One important stat to keep in mind: 75% of all conversions happen within 24 hours of the initial visit. That means retargeting matters enormously. If someone visits your site and doesn’t buy, a well-timed retargeting ad in the hours that follow is often what closes the deal. Using Facebook retargeting for traffic generation is one approach worth exploring. Set up your tracking pixel or tag early so you’re not leaving that opportunity on the table - and if you’re unsure about setup, learn whether you can use multiple conversion tracking pixels on a page.

Also worth noting: Baymard Institute’s analysis found that cart abandonment averages 70.19% globally. An abandoned cart email sequence - ideally triggered within the first hour - is one of the easiest wins a new store can implement and directly addresses this. Make sure you also have the right shopping cart plugins in place to support a smooth checkout experience.

6. Make Content Worth Sharing

You can’t manufacture virality, but you can create the conditions for it. Whether it’s a short-form video on TikTok or Instagram Reels, a compelling behind-the-scenes look at how your product is made, or a genuinely funny or emotional piece of content - the goal is to create something people actually want to share.

Dollar Shave Club’s early videos are still the textbook example here. They were confident, clear, and entertaining. They didn’t just explain the product - they made you feel something about it. You don’t need a big production budget to pull this off. In 2026, some of the best-performing content is shot on a phone. What matters is authenticity and a clear point of view.

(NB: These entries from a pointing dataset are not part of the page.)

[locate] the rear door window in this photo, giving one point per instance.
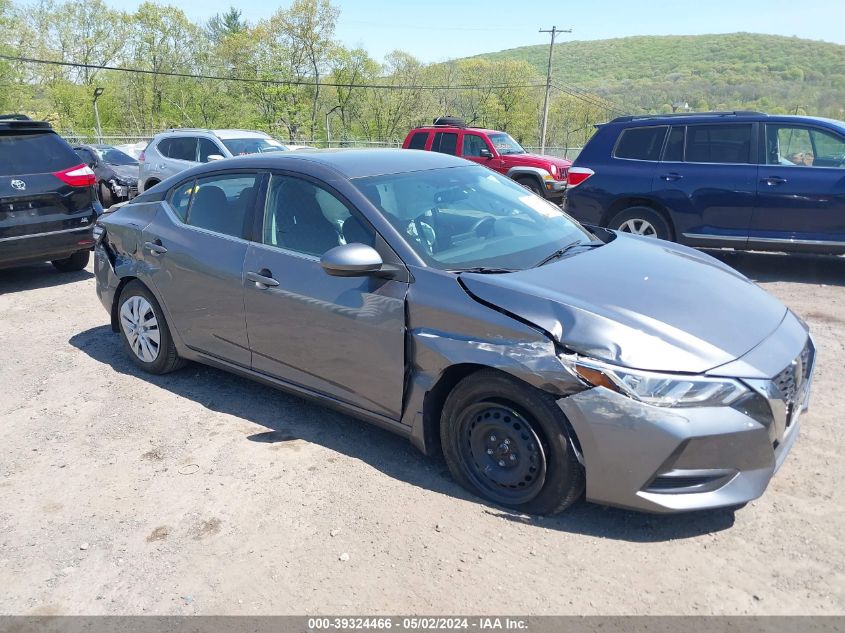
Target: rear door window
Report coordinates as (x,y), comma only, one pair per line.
(724,144)
(180,198)
(182,148)
(85,156)
(208,148)
(644,143)
(222,203)
(418,140)
(34,153)
(445,143)
(472,145)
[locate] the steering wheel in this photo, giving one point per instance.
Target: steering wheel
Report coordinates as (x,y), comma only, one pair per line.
(484,227)
(424,232)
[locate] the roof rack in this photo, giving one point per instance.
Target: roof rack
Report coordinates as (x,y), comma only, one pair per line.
(640,117)
(22,123)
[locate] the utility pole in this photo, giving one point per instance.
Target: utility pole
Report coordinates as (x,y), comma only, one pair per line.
(328,129)
(554,31)
(97,92)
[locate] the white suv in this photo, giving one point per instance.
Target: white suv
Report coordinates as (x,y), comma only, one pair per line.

If video isn’t your strong suit, that’s fine. Find the format that fits your brand and your own strengths, and invest in doing it well. The goal is simply to create content that introduces your product to people who’ve never heard of you - and makes them curious enough to click. For inspiration on what great video content looks like, check out some of the best explainer video examples for marketing, or if you’re ready to invest in ads, learn how to get a custom video made for YouTube ads.